The next stage in our overall system is to re-train the chosen YOLOv3-320 model and modify the code for the two-step approach, where first step is trained to detect the windscreen and the next step trained on only the phone images. The DeepSort [r8] tracking algorithm is also integrated into this system. The frame rate is recalculated on the same video, to show the impact of the tracking algorithm and the two-step approach on system efficiency. Table V shows that the tracking algorithm reduces FPS by almost 10%, whilst adding the extra step on top of this sees a further reduction of 50% giving a frame rate of 13.15 FPS on the YOLOv3-320 model.

Object detector FPS FPS FPS
(detection only) (with tracking) (with tracking & two-step)
YOLOv3 320 29.71 26.94 13.15
TABLE V: Impact on frame rate for the chosen model YOLOv3-320 when tracking and two-step is added. Frame rate of the two-step has been recorded when there is constant activity in the video. Without activity, frame rate increases to that of detection and tracker.
Object detector Model type
(high-quality) (high-quality) (low-quality) (low-quality)
YOLOv3 320 Two-step 78.29 95.81 41.93 74.36
TABLE VI: Average precision results when images are split between high-end and low-end cameras for YOLOv3-320.

For the final benchmark tests, we split the test images into 2 categories; high-quality and low-quality, with 116 and 100 images respectively. Based on our chosen metric of IOU threshold greater than 0.1, for YOLOv3-320, we can achieve an AP of as high as 95.81% on the images taken with only high-quality cameras, whilst still achieving an AP of 74.36% on images taken from the low-quality camera (Table VI).

V Discussions and future work

Our proposed approach delivers very promising results and further enables a fully-automated end-to-end surveillance system capable of capturing mobile use violations while driving. However, there are still limitations that need to be addressed before tangible impact can be made.

The proposed two-step model detects the driver side of the windscreen based on right-hand drive vehicles. When deployed in countries using left-hand drive vehicles, we can simply crop the opposite side. Alternatively, even this process can be automated by detecting the licence plate to identify country and determine which side is the driver.

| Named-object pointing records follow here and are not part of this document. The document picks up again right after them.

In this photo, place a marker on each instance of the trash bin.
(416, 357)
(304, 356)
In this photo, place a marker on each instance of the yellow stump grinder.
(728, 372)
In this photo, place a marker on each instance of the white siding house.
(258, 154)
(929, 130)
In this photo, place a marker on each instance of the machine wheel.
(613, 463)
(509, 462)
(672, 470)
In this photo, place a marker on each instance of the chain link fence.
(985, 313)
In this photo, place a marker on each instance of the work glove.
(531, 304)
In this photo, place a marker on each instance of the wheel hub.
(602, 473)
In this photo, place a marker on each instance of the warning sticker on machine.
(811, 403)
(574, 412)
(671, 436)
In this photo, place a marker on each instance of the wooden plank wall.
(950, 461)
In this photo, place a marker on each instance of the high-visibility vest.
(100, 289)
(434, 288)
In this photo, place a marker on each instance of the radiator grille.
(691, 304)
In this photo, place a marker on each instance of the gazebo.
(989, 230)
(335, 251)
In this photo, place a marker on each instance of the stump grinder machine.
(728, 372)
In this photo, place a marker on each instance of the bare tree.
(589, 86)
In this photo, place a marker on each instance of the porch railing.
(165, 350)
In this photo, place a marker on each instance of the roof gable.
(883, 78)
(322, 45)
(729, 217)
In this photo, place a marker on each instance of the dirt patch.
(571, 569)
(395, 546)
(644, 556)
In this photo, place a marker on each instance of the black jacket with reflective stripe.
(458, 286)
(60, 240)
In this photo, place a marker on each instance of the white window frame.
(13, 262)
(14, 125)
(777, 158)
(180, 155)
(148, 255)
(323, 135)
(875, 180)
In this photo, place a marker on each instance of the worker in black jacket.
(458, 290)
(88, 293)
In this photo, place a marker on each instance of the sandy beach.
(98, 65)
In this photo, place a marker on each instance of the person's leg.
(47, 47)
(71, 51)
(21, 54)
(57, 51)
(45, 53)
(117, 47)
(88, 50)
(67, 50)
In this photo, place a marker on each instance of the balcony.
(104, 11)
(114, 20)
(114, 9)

Section III-B addresses not having access to public roadside cameras, so next step would be to deploy the system with support from local authority/police. Test parameters of this work have been based on 3m mounting height with a distance of 25-30m from the subject, meaning that phone could be hidden when texting close to lap. This could be remedied when deployed on a public road by utilizing a gantry traffic camera which allows for a better view within the vehicle.

Although, the two-stage approach achieves a greater accuracy, there is a compromise with frame rate. We propose optimizing the model and exploring TensorRT [r39] framework to potentially improve the speed of the model.

Vi Conclusion

In this paper, we have presented a deep learning approach for detecting driver phone violations in all weather conditions without the need for human intervention. A total of 12 object detection models [r4, r10, r19, r25, r21, r20, r27] are fine-tuned and evaluated based on speed and accuracy for both the approaches which are: single-step, where a single frame is used to detect the phone, and the two-step, which first detects windscreen and then uses the cropped image of only the driver side to detect the phone. The two-step approach yields higher accuracy but lower frame rate due to having to run two models simultaneously. The model chosen based on both accuracy and speed is YOLOv3 with an input resolution of 320. We also integrate DeepSort, an object tracking algorithm, which allows us to only collect and log unique phone detections from the driver’s side, meaning that this collected data could be made useful for time-series analysis. The trained object detector is able to achieve an accuracy of 84.62% () on the 216 test images, with a frame rate of 13.15 FPS during activity and 27 with no activity. When images were split between high-end camera and low-end camera, we achieve accuracy levels as high as 95.81% on the high-end and 74.36% on the budget cameras. A user interface is also built in order for the user to easily access the information as well as the ability to view snapshots of all violations.